Now it’s time to analyze. First, I wanted to check out the pod size distribution.

SightsYMD %>% 
  ggplot(mapping = aes(podSize)) +
  geom_histogram(bins = 40, color = "black", fill = "grey")

The shape of the distribution of pod size is skewed to the right, so I decided to use a log transformation and therefore model the log(podSize).

SightsYMD %>% 
  ggplot(mapping = aes(log(podSize))) +
  geom_histogram(bins = 25, color = "black", fill = "grey")
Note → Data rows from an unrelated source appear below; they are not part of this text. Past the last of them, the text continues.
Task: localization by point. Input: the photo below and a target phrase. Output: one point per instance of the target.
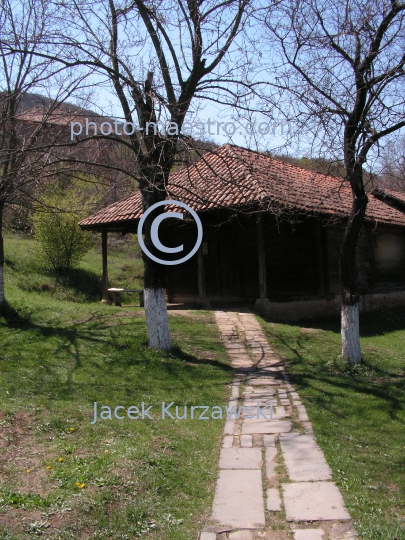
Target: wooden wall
(302, 260)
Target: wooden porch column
(262, 302)
(202, 295)
(105, 299)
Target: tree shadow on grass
(323, 380)
(94, 343)
(83, 283)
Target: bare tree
(24, 24)
(156, 56)
(339, 66)
(393, 165)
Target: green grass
(358, 413)
(58, 356)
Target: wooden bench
(115, 294)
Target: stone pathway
(274, 482)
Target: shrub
(62, 244)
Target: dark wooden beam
(262, 259)
(202, 295)
(262, 302)
(104, 233)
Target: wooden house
(272, 235)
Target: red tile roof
(235, 177)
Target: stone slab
(257, 439)
(241, 535)
(273, 500)
(313, 501)
(276, 426)
(246, 441)
(240, 458)
(208, 536)
(262, 381)
(302, 413)
(271, 452)
(303, 458)
(238, 501)
(268, 440)
(271, 470)
(308, 534)
(229, 426)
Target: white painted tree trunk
(157, 321)
(351, 334)
(2, 295)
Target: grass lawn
(61, 351)
(358, 414)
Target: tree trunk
(2, 295)
(351, 350)
(157, 320)
(351, 333)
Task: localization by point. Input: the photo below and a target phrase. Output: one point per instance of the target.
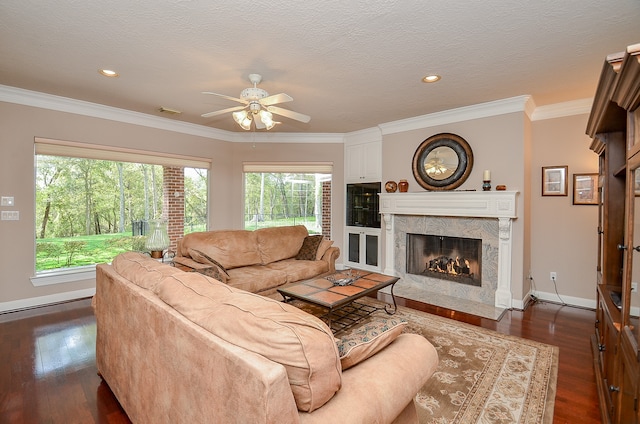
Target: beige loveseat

Sure enough! The log(podSize) distribution looks normalish

At this time, I’d like to check out factors that affect pod size

4.3.1.1 Time of the Year

Below is a log(podSize) vs Month boxplot:

SightsYMD %>% 
  ggplot(mapping = aes(x= Month, y = log(podSize))) +
  geom_boxplot()

The first thing I noticed was all the data was recorded in 8 months from May to November. The mean log(podSize) is about the same in those months. The log(podSize) are highest in August, September and October, meaning that the number of dolphins in the pod is biggest during those month. On the other hand, May is the month that has the lowest mean log(podSize), and this indicates the estimated size is smallest in May.

4.3.1.2 Year (2006-2016)

Next, let’s find out how does pod size vary across the years.

SightsYMD %>% 
  ggplot(mapping = aes(x = Year, y = log(podSize))) +
  geom_boxplot()

Overall, the mean log(podSize) doesn’t seem to be very different throughout the years. So year seems to have a tiny or even no impact on pod size. Some years (2009, 2016,…) the number of dolphins is slightly bigger than the others - as their mean log(podSize) are the highest (about 4). On the other hand, the lowest mean log(podSize) is about 3 (in 2013), and this is not that much smaller than the other ones.

4.3.1.3 Time of the Day

In order to see how does pod size vary by time of the day, I compared the log(podSize) of 4 different periods:

  • Morning (before 11:00)
  • Noonish (11:00 - 14:00)
  • Afternoon (14:00 - 17:00)
  • Evening (after 17:00)

Here are the summary statistics for each one of the period I just mentioned:

Morning <- SightsYMD %>% 
  filter(Time <= 1100)
kable(favstats(~ log(podSize), data = Morning))
min Q1 median Q3 max mean sd n missing
0 2.484907 3.401197 4.317488 6.214608 3.369225 1.174626 152 0
Noonish <- SightsYMD %>% 
  filter(Time > 1100 & Time <= 1400)
kable(favstats(~ log(podSize), data = Noonish))
min Q1 median Q3 max mean sd n missing
0 2.70805 3.68888 4.60517 5.703782 3.488528 1.214849 255 0
Afternoon <- SightsYMD %>% 
  filter(Time > 1400 & Time <= 1700)
kable(favstats(~ log(podSize), data = Afternoon))
min Q1 median Q3 max mean sd n missing
0 2.70805 3.401197 4.248495 6.907755 3.425035 1.069065 472 1
Evening <- SightsYMD %>% 
  filter(Time > 1700)
kable(favstats(~ log(podSize), data = Noonish))
min Q1 median Q3 max mean sd n missing
0 2.70805 3.68888 4.60517 5.703782 3.488528 1.214849 255 0

Overall, mean and median log(podSize) are about the same for all 4 periods of the day (around 3.5). So we can say that time of the day doesn’t affect pod size at all. The highest log(podSize) is 6.9 - in the afternoon.

4.3.1.4 Location

USA <- map_data("usa")
States <- map_data("state")
colnames(SightsYMD)[5] <- "lat"
colnames(SightsYMD)[6] <- "long"

This map illustrates the location of the sighting.

USA %>% 
  ggplot(mapping = aes(x = long, y = lat)) +
  geom_polygon(mapping = aes(group = group), color = "brown", fill = "tan") +
  geom_point(data = SightsYMD, mapping = aes(x = long, y = lat, size = podSize)) +
  coord_fixed(xlim = c(-71, -70), ylim = c(42.1, 43.2))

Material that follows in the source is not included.